Why?  Why wouldn't the Israelites wait for God?  He'd just rescued them from slavery.  Proved that he could be trusted.  Demonstrated his love.  And yet at every hurdle they quivered.  At every hunger pang they moaned.  And at Mount Sinai the waiting became too much and they made a gold calf.  As the Psalm goes on, 'They traded their glorious God for a statue of a grass-eating bull'.

I find it so easy to judge them.   'Well,' I muse, 'if I'd seen what they'd seen and experienced what they'd experienced, I'd trust God.  Easy peasy.'  And yet the moment I face  difficulty in my own life, I panic.  And worry.  I pray and then unless God answers immediately, I question whether he's big enough to care for me.  'Sure,' I subconsciously think, 'he's cared for me before.  But what about this?  This is a new problem.  This is something serious.  Maybe he won't or can't or just doesn't love me enough...'  And then I try and solve the problems by myself.

From the moment my son was born I have fed him and clothed him and comforted him when he's in pain.  And yet imagine if I found him crying this morning and asked what was wrong (he doesn't actually speak yet, but let's wave that for the moment) and he replied, 'Mummy it's nearly lunch time and I scared that you won't give me lunch.'  'But darling,' I would protest, 'have I ever not fed you?'  'No,' he might reply sighing, 'but there's always a first time'.  It would be heart-breaking!

It's a ludicrous analogy, and yet God is my father and I'm sure spends his time being equally hurt and baffled when I panic and worry and sigh and basically don't trust him to take care of me.

The Psalm continues with this verse, 'The people refused to enter the promised land, for they wouldn't believe his promise to care for them.'  For the Israelites the promised land symbolised freedom - from their enemies and to be set apart as God's chosen people.

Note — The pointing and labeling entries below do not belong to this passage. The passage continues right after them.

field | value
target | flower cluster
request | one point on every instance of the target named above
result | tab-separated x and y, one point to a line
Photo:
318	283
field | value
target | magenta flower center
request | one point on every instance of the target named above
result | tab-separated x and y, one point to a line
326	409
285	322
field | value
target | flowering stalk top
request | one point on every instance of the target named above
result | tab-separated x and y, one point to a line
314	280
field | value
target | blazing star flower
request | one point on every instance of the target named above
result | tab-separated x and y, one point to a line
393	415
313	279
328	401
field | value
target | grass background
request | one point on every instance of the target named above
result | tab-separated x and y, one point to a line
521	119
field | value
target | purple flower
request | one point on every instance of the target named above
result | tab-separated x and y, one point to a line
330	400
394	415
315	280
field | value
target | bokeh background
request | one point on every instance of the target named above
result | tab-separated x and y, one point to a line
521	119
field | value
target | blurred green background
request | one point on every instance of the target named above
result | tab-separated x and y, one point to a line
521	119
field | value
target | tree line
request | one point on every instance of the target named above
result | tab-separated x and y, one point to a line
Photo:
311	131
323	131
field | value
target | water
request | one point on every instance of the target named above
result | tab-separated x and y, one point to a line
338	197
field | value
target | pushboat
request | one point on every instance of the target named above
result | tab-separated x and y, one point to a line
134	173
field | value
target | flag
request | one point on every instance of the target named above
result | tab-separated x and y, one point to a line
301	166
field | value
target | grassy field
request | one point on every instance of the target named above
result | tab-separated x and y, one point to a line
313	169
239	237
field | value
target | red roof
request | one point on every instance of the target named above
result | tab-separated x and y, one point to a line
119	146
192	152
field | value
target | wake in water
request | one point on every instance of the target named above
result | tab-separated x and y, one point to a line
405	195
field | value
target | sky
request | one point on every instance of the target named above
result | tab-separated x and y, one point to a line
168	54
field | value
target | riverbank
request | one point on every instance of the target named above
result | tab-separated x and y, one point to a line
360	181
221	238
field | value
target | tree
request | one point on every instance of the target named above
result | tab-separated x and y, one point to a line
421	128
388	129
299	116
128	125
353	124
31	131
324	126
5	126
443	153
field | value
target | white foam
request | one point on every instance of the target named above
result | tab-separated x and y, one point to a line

When I refuse to believe God's promise to care for me, I sacrifice my freedom.  I deliberately allow myself to be held in chains by fear and anxiety.   So, my challenge for today is trust that God will provide for me.  And act on that trust by refusing to worry.  How?  By bringing every worry to God.  Every single time.  It's not easy.  But you know what?  I'm not going to worry about it!